Idiopathic short stature (Idiopathic short stature - ISS) - Gene SHOX
About 3% of the population is short and most of them are unaware of the causes. Growth is a multifactorial trait that results from a complex interplay between several genes and multiple environmental factors. However, a significant percentage of growth failures result from alteration of a gene designated SHOX (Short stature homeobox-container containing gene).
This gene is part of (pseudoautosomal Region gene family: gene family pseudoautosomal region) PAR genes, which are located near the ends of the sex chromosomes X and Y. In these regions PAR, there are genes found on both chromosomes X and Y, so both man and woman, have two functional copies in each cell. The seudoautosómicas regions of the X and Y chromosomes PAR1 and PAR2 are known, being the PAR1 region at the end of the short arm of chromosomes and contains 27 both genes. PAR2 is the region on the long arm of both chromosomes. In males, the seudoautosómicas regions are needed to properly align the X and Y chromosomes during cell division. Mating pair 1 XY seems essential for the normal formation of spermatogenesis and a loss of PAR1 be related to male infertility. The PAR2 region does not seem necessary for fertility.
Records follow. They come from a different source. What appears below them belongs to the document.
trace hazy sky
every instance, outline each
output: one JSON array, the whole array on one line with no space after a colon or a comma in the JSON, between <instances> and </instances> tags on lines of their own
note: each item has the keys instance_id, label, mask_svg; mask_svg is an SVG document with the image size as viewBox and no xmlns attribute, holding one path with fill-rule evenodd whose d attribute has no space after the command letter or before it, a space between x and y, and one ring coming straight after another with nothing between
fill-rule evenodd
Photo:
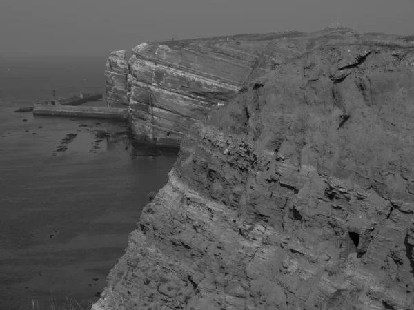
<instances>
[{"instance_id":1,"label":"hazy sky","mask_svg":"<svg viewBox=\"0 0 414 310\"><path fill-rule=\"evenodd\" d=\"M414 0L0 0L0 56L97 54L146 41L314 31L414 34Z\"/></svg>"}]
</instances>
Many genes of PAR1 and PAR2 are important for development, but only the SHOX gene region PAR1 has been linked to two genetic abnormalities: Leri-Weill discondrostosis, and Langer mesomelic dysplasia. Turner's syndrome is missing one copy of SHOX gene in women, and have stature and skeletal abnormalities. Moreover, some variations SHOX have been associated with short stature in people with no other signs (idiopathic short stature).
The SHOX gene is located on the short arm of chromosome X and Y (Xp22.33; Yp11.3) pseudoautosomal region PAR1 in. The protein encoded by this gene is a transcription factor that plays a role in bone development and is particularly important for the growth and maturation of bones in the arms and legs. A copy of SHOX gene is on each of the sex chromosomes in an area called the pseudoautosomal region. Genes in the pseudoautosomal region are present on both chromosomes. As a result, women (who have two X chromosomes) and men (having an X and a Y chromosome) have two functional copies of the gene in every cell SHOX. It has also been shown that there is a direct association between the number of active copies SHOX and height.
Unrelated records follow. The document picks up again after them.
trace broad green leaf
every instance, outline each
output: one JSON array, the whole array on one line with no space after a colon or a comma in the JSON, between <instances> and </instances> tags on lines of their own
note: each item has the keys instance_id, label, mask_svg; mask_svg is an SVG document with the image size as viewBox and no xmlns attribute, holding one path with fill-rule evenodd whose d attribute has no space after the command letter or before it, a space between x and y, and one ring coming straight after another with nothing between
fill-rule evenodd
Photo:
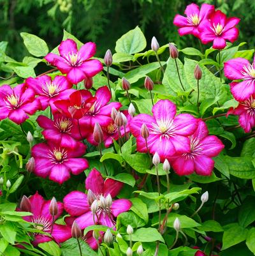
<instances>
[{"instance_id":1,"label":"broad green leaf","mask_svg":"<svg viewBox=\"0 0 255 256\"><path fill-rule=\"evenodd\" d=\"M40 37L24 32L21 33L20 36L27 50L34 56L44 57L48 52L47 44Z\"/></svg>"}]
</instances>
Deletions of all or SHOX mutations in or near the gene have been identified in some individuals with short stature. This short height is generally described as idiopathic, meaning that is not associated with the characteristics of a disease or syndrome. However, there have been reports of individuals with short stature and changes in the SHOX gene having minor skeletal abnormalities. Mutations in the gene SHOX occurring heterozygous plus associated with idiopathic short stature, are associated with Leri-Weill discondrostosis and Turner syndrome. Homozygous are associated with the most severe form, called mesomelic Dysplasia Langer. Most mutations detected in the SHOX gene are deletions (70%), so it is recommended to start the study by MLPA analysis (Multiple Ligation-Dependent Probe--Assay), or their equivalents. In its coding sequence they have been identified so far, more than 60 different mutations.
Tests in IVAMI: in IVAMI perform detection of mutations associated with idiopathic short stature, by complete PCR amplification of exons SHOX and subsequent sequencing.
Samples recommended: EDTA blood collected for separation of blood leukocytes, or impregnated sample card with dried blood (IVAMI may mail the card to deposit the blood sample).